St John's Blackheath (formally known as St John the Evangelist's Church) is an all age Anglican church in the Vanbrugh Park area of Blackheath, part of the Royal Borough of Greenwich in southeast London, England. Built in the 1850s to the design of architect Arthur Ashpitel, it provided "an important visual and spiritual focus" to a rapidly growing high-class residential area. The church has an Evangelical character. There are two services on a Sunday. St John's Blackheath has thriving children's groups and youth groups.

==History==
The residential area now known as Vanbrugh Park, east of Greenwich Park and north of the present A2 road, was laid out in the early part of the Victorian era. Architect Arthur Ashpitel from Hackney was commissioned to design a new church for this district, which at the time (prior to the Local Government Act 1888) was in the county of Kent. It was his only new church in Kent, although he restored the medieval building at Ripple. Work began in 1852 and the church was completed in 1853.

Some stained glass windows in the north aisle were destroyed during World War II and were subsequently replaced. The interior was altered in 1999; some of the space at the west end was taken up by new facilities such as offices and a kitchen.

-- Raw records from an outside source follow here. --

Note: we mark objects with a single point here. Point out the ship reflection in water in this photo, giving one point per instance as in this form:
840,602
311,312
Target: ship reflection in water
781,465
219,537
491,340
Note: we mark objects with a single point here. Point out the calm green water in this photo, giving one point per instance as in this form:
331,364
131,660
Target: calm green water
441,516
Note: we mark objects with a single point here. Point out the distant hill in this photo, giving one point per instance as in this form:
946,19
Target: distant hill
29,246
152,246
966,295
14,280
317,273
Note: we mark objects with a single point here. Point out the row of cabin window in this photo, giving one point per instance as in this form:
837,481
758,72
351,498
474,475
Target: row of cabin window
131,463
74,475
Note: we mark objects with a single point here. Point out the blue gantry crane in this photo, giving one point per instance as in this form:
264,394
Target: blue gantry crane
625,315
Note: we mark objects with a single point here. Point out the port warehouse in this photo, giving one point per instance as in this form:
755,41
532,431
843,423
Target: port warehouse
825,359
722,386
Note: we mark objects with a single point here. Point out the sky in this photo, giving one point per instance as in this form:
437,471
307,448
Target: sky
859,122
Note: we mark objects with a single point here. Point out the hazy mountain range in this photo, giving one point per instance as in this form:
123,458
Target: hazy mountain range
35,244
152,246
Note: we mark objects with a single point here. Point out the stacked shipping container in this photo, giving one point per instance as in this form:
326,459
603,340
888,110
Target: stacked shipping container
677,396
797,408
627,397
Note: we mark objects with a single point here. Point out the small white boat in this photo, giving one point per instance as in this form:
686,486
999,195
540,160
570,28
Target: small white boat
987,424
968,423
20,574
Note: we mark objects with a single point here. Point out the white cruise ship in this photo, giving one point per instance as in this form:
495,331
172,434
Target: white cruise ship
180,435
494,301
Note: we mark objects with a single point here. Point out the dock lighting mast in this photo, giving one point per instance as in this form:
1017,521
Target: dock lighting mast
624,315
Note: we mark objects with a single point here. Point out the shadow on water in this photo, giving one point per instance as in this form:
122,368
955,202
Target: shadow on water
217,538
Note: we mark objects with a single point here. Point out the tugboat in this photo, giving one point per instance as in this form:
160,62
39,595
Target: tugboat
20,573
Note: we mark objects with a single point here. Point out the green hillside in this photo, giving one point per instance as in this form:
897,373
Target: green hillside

The church was listed at Grade II on 8 June 1973. English Heritage defines Grade II-listed buildings as "nationally important" and of "special interest". The war memorial outside the church, designed by J.B.L. Tolhurst and unveiled on 11 November 1922, was separately listed at Grade II on 19 May 2016.

==Architecture==
St John the Evangelist's Church is "a local landmark" and "a focal point" in a prominent position: it stands on an island surrounded by roads and housing, and is clearly visible in the streetscape especially from the west. It is built of Kentish Ragstone, a local material, and has a roof of Welsh slate. The plan consists of a nave with aisles on both sides, an aisled chancel with a lower roofline and flanked by a vestry and an organ chamber, porches on two sides, and a tower and the west end. This is topped with a "good" tall spire whose lowest stage is concealed by a parapet. The tower is buttressed at each corner and has windows with decorative tracery, clock faces, a pinnacled upper stage and a stair turret in one corner. The architectural style is largely Perpendicular Gothic Revival, which was out of fashion by the 1850s, although there are some Decorated Gothic Revival elements. The architect Arthur Ashpitel, who worked extensively in Kent, was associated with Anglican evangelicalism; this may have led him to use the Perpendicular style, which was popular with that movement.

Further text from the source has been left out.